2. Hypoxia: The characteristic marker of malignant solid tumors
It is well-known that solid tumors grow in a unique acidic microenvironment, triggering cellular release of tumor angiogenic factors, which can induce pathological angiogenesis leading to tumor hypoxia, acidity, nutrient deficiency and cell death (11). The presence of tumor hypoxia can alter genomic stability (accelerating the genetic diversity acquired) and promote the emergence of a malignant phenotype (12); induction of expression of tumor angiogenesis genes and activation of the expression of invasion and metastasis related gene expression, increasing the potential of tumor metastasis (13). This results in poor selectivity and drug resistance, and decreases the efficacy of radiotherapy and chemotherapy (14–16). Thus, tumor hypoxia, which is a characteristic hallmark of malignant solid tumors, remains an obstacle of several current treatment regimens, such as chemotherapy, radiotherapy, photodynamic therapy and immunotherapy (1).

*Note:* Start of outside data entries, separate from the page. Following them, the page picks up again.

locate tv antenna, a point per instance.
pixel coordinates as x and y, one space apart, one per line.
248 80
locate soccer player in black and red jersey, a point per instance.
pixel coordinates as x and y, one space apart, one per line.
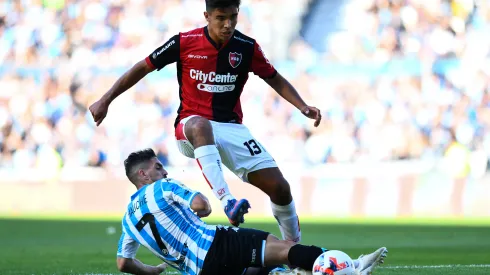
213 65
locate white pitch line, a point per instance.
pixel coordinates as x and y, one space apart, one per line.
433 266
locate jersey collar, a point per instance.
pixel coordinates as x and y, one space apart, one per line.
208 37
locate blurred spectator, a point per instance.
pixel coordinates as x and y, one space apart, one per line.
406 79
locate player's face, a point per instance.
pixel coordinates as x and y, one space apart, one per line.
222 22
156 171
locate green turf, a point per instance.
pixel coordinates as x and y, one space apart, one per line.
81 247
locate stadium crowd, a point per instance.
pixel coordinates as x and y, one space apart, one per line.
406 79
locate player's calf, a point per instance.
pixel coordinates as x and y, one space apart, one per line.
272 182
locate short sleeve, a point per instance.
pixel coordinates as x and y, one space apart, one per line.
261 66
166 54
127 247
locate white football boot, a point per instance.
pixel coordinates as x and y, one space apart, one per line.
367 263
284 271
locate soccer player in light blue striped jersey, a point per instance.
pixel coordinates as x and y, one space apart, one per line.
165 217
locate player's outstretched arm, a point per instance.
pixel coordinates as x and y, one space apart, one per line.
127 80
289 93
134 266
201 206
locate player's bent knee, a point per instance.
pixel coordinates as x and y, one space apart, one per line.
199 131
282 192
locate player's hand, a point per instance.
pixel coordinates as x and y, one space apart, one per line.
99 111
313 113
161 268
204 213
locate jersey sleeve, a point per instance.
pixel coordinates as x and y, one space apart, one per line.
166 54
127 247
178 192
261 66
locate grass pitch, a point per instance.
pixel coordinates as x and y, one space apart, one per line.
54 246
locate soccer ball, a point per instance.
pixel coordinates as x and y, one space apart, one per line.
334 262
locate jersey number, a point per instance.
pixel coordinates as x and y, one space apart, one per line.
148 218
252 147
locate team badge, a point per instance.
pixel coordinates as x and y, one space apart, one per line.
235 59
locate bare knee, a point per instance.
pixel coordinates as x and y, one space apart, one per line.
272 182
199 131
277 251
282 192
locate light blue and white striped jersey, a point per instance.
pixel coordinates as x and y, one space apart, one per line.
159 217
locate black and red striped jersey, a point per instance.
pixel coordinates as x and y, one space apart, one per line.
211 79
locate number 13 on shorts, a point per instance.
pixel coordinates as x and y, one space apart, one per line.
252 147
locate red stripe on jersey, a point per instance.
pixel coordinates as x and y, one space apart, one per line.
148 62
179 132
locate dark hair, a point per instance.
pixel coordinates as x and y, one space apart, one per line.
135 160
215 4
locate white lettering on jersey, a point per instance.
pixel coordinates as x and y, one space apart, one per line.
197 56
228 81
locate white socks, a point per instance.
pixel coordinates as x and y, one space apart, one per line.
209 160
288 221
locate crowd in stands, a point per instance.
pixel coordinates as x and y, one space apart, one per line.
406 79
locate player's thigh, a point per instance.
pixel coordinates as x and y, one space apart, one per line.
241 152
235 249
185 146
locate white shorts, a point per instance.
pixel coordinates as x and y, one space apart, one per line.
239 150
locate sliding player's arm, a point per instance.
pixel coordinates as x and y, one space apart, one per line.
126 261
264 69
135 266
187 197
166 54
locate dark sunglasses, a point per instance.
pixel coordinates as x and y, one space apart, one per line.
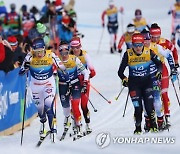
137 45
64 53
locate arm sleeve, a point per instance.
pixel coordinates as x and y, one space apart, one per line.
156 60
82 69
58 63
123 66
90 66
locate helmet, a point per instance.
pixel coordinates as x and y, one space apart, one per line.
146 34
137 38
75 42
38 44
130 28
155 30
138 12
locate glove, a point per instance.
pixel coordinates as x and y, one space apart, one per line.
159 75
125 82
84 87
173 74
103 25
119 50
26 65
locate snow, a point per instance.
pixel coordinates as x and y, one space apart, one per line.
109 116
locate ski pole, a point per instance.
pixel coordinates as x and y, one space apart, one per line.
102 33
24 109
116 98
126 104
95 110
175 92
100 94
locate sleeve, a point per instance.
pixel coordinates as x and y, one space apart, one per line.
90 66
2 53
123 65
156 60
121 41
58 63
82 69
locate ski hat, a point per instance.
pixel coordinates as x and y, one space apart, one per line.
38 44
146 34
130 28
155 30
41 28
138 12
12 40
75 42
137 38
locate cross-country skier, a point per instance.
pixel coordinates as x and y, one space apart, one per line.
155 33
112 25
138 59
74 67
40 63
84 57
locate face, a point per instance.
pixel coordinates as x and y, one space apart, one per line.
76 50
39 53
147 43
138 47
155 39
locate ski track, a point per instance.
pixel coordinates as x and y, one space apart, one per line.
109 116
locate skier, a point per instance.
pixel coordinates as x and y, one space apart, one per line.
138 58
156 83
140 22
126 37
155 33
84 57
112 25
13 22
40 63
74 67
175 11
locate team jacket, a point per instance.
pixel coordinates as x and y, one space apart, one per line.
74 67
140 24
139 66
42 68
112 15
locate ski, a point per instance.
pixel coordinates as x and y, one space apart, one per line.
64 134
42 138
79 137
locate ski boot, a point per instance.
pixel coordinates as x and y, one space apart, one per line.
138 130
160 122
147 124
167 119
88 129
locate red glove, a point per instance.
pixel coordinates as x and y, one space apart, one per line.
92 74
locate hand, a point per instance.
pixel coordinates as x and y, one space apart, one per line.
120 50
159 75
26 65
125 82
84 87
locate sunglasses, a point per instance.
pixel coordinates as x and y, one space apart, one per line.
137 45
64 53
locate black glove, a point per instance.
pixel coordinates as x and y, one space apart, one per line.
84 87
125 82
120 50
159 75
173 71
26 65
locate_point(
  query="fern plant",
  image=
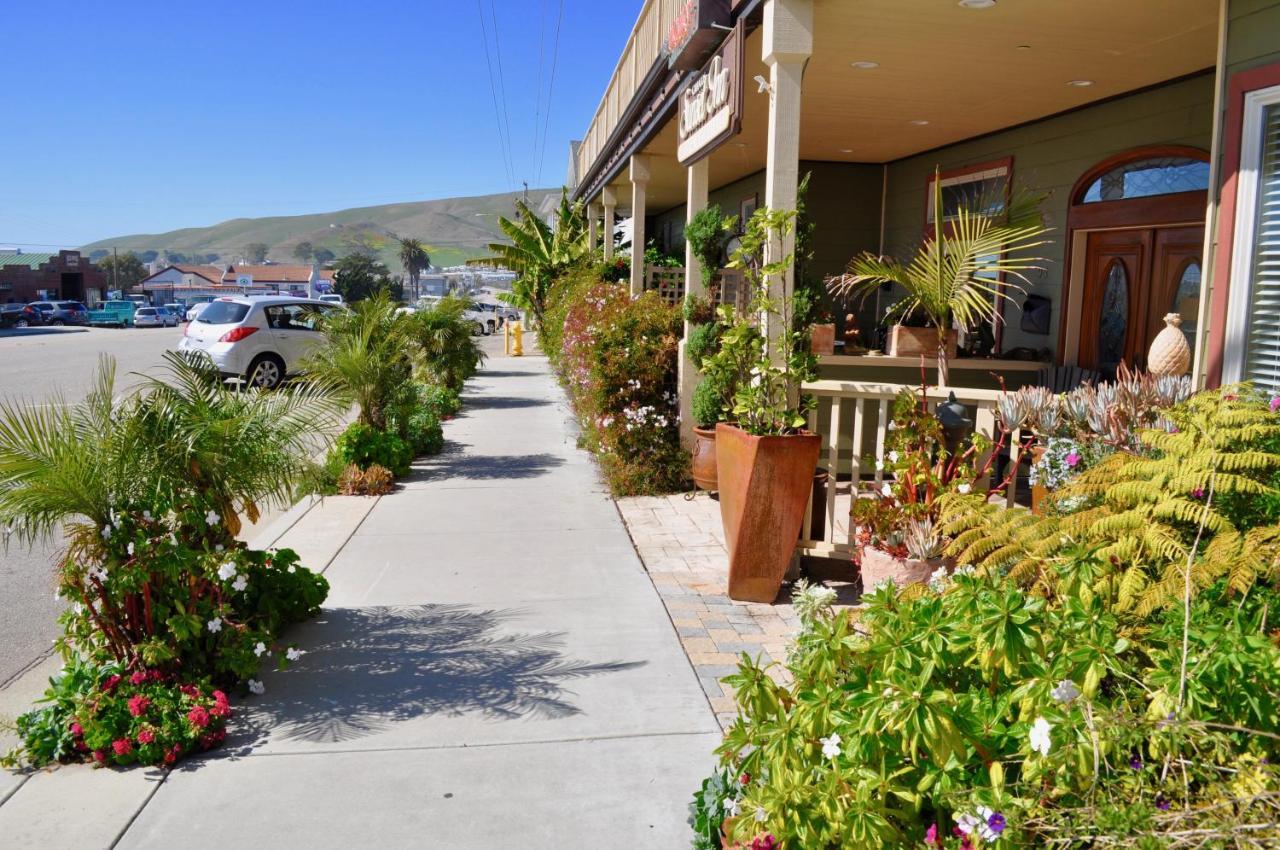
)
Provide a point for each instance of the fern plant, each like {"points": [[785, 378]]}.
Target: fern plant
{"points": [[1183, 497]]}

3. Mechanism and issues of C. novyi-NT as an antitumor agent
Over 100 years ago, William Coley first reported the phenomenon of tumor regression in a patient with unresectable tumors after accidental infection with Streptococcus pyogenes (17). This discovery opened the field of investigating bacterial cancer therapy. Clostridium is a type of Gram-positive anaerobic bacteria that was first used for antitumor therapy (5). Preclinical animal studies have demonstrated, being anaerobic in nature, these bacteria specifically migrate and germinate in the hypoxic/necrotic areas of solid tumors with targeted germination and tumor regression (5,18). C. novyi (ATCC19402) is unique compared to other candidate therapeutic bacteria, and is one of the most favorable bacterium strains, whose spore infiltration in tumors is superior to that of bifidobacteria. However, like other bacteria, the spores of clostridium strains have also been demonstrated to exert excessive toxicity. To address this issue, the primary toxin of clostridium bacteria (toxin-A), which causes toxicity, was eliminated to produce a non-toxic spore (10). This non-toxic strain of C. novyi has been designated as C. novyi-NT (10). C. novyi-NT spores are easier to store, handle and are more stable under nonpermissive conditions (19). Currently, C. novyi-NT is the only strain of Clostridium to be tested in humans as an anticancer drug (19–21).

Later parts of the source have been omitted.